« En imposant les mesures mentionnées, les États-Unis violent de manière flagrante des engagements centraux pris par ce pays au sein de l’OMC, comme le principe de la nation la plus favorisée et les plafonds tarifaires négociés dans le cadre de cette organisation », peut-on lire dans un communiqué publié par le ministère des Affaires étrangères du Brésil.
Pour cette raison, le Brésil a présenté une « demande de consultations » aux États-Unis dans le cadre du Système de règlement des différends de l’OMC.
Le Brésil a également réitéré sa disposition à négocier et a exprimé l’espoir « que les consultations contribuent à une solution à cette question ».
« La date et le lieu des consultations devront être convenus entre les deux parties dans les prochaines semaines », a-t-il ajouté.
Ce matin, le gouvernement du Brésil a également annoncé qu’il allait maintenir de nouvelles discussions avec l’administration des États-Unis après l’entrée en vigueur des tarifs de 50 % imposés par Washington sur une partie des importations brésiliennes.
Le ministre des Finances, Fernando Haddad, a annoncé à la presse qu’il s’entretiendra mercredi prochain avec le secrétaire au Trésor des États-Unis, Scott Bessent, ce qui « officialise l’intérêt pour le dialogue ».
L’entretien entre Fernando Haddad et Scott Bessent sera virtuel, mais pourrait évoluer vers une rencontre en personne en fonction du dialogue.

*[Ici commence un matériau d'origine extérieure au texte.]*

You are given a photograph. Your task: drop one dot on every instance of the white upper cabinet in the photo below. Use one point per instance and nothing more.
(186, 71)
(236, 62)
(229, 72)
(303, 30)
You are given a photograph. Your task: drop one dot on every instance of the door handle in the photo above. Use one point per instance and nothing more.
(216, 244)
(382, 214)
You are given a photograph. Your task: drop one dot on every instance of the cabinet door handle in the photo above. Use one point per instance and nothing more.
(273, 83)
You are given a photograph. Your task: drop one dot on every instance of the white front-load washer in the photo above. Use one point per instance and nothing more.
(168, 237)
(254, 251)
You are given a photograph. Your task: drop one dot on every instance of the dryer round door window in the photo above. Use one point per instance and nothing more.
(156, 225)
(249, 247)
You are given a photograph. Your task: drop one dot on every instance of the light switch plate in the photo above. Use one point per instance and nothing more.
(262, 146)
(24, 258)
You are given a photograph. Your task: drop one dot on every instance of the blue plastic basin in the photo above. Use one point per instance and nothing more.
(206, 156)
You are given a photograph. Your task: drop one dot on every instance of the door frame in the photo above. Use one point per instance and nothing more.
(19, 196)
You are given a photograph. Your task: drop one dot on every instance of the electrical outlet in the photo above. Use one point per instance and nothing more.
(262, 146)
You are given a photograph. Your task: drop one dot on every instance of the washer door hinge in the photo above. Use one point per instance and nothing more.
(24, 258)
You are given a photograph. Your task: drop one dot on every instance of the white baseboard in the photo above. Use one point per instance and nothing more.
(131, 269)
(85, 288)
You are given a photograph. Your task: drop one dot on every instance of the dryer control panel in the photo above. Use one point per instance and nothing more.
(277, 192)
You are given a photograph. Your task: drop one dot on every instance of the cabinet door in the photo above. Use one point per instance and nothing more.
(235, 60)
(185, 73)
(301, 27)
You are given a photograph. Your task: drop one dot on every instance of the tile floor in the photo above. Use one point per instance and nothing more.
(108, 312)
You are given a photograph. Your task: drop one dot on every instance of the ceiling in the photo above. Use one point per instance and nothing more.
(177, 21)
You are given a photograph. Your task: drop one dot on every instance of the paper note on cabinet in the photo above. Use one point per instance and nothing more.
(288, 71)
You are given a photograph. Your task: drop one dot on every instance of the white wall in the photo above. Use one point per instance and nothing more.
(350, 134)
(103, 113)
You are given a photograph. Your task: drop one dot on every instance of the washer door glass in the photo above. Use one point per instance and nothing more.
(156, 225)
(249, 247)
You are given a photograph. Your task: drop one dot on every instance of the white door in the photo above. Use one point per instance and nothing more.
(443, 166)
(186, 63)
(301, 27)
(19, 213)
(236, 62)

« Selon la qualité de la conversation, une réunion de travail en personne pourrait être organisée dans le but d’arriver à un accord entre les deux pays », a assuré le ministre brésilien.

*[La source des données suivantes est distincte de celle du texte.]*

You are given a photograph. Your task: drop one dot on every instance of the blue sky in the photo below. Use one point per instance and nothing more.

Le tarif, signé la semaine dernière par le président américain, Donald Trump, affecte 36 % des importations en provenance du Brésil et s’applique à une variété de produits allant du bœuf au café.
Simultanément, Trump a exclu de la taxe de 50 % une liste de près de 700 produits représentant 45 % des importations en provenance du Brésil et auxquels continuera de s’appliquer la taxe minimale de 10 % annoncée en avril pour la plupart des pays.
D’autres 19 % des importations, comme c’est le cas de l’acier et des véhicules, font face à des tarifs sectoriels.
Les tarifs de 50 % imposés par le président des États-Unis à plusieurs produits brésiliens entrent en vigueur aujourd’hui, dans une tentative de Washington de faire pression en faveur de l’amnistie de l’ex-président brésilien Jair Bolsonaro.
Dans une crise diplomatique sans précédent entre les deux pays, Donald Trump et la Maison-Blanche ont qualifié le processus, dans lequel Jair Bolsonaro est accusé de tentative de coup d’État après les élections de 2022, de « chasse aux sorcières ».
Mercredi, et le même jour où les tarifs ont été annoncés, les États-Unis ont imposé de nouvelles sanctions au juge de la Cour suprême du Brésil Alexandre de Moraes, rapporteur du processus contre Bolsonaro.
Alexandre de Moraes a décrété ce lundi l’assignation à résidence de Jair Bolsonaro pour non-respect des mesures préventives imposées dans le cadre du processus de tentative de coup d’État, comme l’utilisation des réseaux sociaux, et a déjà assuré qu’il allait « ignorer les sanctions » imposées par les États-Unis.
Lula da Silva et son gouvernement continuent de négocier avec Washington le retrait de la liste tarifaire d’environ 700 produits brésiliens comme la viande, le café et les fruits, tout comme cela a été fait pour l’aviation ou le fer, mais garantissent que la souveraineté du pays et l’indépendance des tribunaux sont non négociables.
« Notre démocratie est remise en question, notre souveraineté est attaquée, notre économie est agressée. C’est un défi que nous n’avons pas demandé et que nous ne désirons pas », a déclaré mardi le chef d’État brésilien, lors d’un événement à Brasilia.